Linguistic diversity and time

May 10, 2011 by

The world’s 7,000 or so languages are not distributed evenly over the the world’s landmass. Hotspots of linguistic diversity include such areas as Western Africa, the Caucasus and Papua New Guinea. But what determines where linguistic diversity is at its highest?

Fig. 1: Hotspots of linguistic diversity

One of the most important factors affecting linguistic diversity is… time! Western Africa is close to the birthplace of human language; according to Quentin D. Atkinson, it is the birthplace of human language.

Fig. 2: Atkinson’s map of language spread

Similarly, the Caucasus is one of the oldest inhabited parts of the world; recall that according to the Biblical story of Noah, his Ark landed on Mount Ararat, in the Armenian Highlands.

Fig. 3: Armenian Highlands as the landing site of Noah’s Ark

Finally, Papuans have inhabited Papua New Guinea for some 40,000 years, which allows ample time for the natural processes of language change and diversification. Consider the model proposed by William A. Foley (1986: 8-9) for the linguistic diversification of Papuan languages: if we assume the initial situation with a single community speaking a single language and a language splitting into two every 1,000 years -– both conservative assumptions, according to Foley -– “this alone would result in 1012 languages in 40,000 years”, and this is not taking into account language contact, language mixing and language extinction.

A similar pattern of time translating into linguistic diversity is observable in North America as well. Let’s consider the following two maps: a map of American English dialects and a map of Native North American languages.
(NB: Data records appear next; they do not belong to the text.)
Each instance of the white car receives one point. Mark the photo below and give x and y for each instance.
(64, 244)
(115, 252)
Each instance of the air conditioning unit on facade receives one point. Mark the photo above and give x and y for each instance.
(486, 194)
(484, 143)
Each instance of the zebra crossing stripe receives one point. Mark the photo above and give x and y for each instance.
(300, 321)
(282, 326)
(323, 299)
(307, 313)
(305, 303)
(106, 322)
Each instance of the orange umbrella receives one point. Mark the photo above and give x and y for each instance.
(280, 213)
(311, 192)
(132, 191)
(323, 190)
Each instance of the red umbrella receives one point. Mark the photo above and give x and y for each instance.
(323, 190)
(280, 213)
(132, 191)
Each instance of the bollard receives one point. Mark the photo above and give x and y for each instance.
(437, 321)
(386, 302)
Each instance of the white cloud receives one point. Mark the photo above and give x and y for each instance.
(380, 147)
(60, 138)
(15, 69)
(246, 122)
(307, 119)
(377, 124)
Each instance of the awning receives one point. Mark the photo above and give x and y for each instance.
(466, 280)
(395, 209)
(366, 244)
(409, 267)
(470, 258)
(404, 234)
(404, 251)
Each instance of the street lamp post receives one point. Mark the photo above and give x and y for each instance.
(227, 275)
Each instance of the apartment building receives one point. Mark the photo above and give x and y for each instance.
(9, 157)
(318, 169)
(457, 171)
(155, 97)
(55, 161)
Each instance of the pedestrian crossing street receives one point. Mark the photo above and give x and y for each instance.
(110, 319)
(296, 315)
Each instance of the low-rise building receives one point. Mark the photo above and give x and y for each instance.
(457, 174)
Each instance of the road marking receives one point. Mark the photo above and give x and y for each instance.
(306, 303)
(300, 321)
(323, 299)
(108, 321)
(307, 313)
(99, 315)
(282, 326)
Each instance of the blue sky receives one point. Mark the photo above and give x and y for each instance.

Fig. 4: American English dialects
Fig. 5: Pre-contact distribution of North American language families north of Mexico

A quick examination of these two maps reveals the following pattern: the most diversity among American English dialects is found along the Atlantic seaboard (a more detailed map confirms this and also highlights the many local dialects of big Atlantic seaboard cities), whereas linguistic diversity among Native North American languages is at its highest along the Pacific coast. This is consistent with the time factor: speakers of English first settled in North America along the Atlantic coast, whereas Native Americans arrived via the Bering straits (then most likely a land-bridge) and migrated south before difusing eastwards.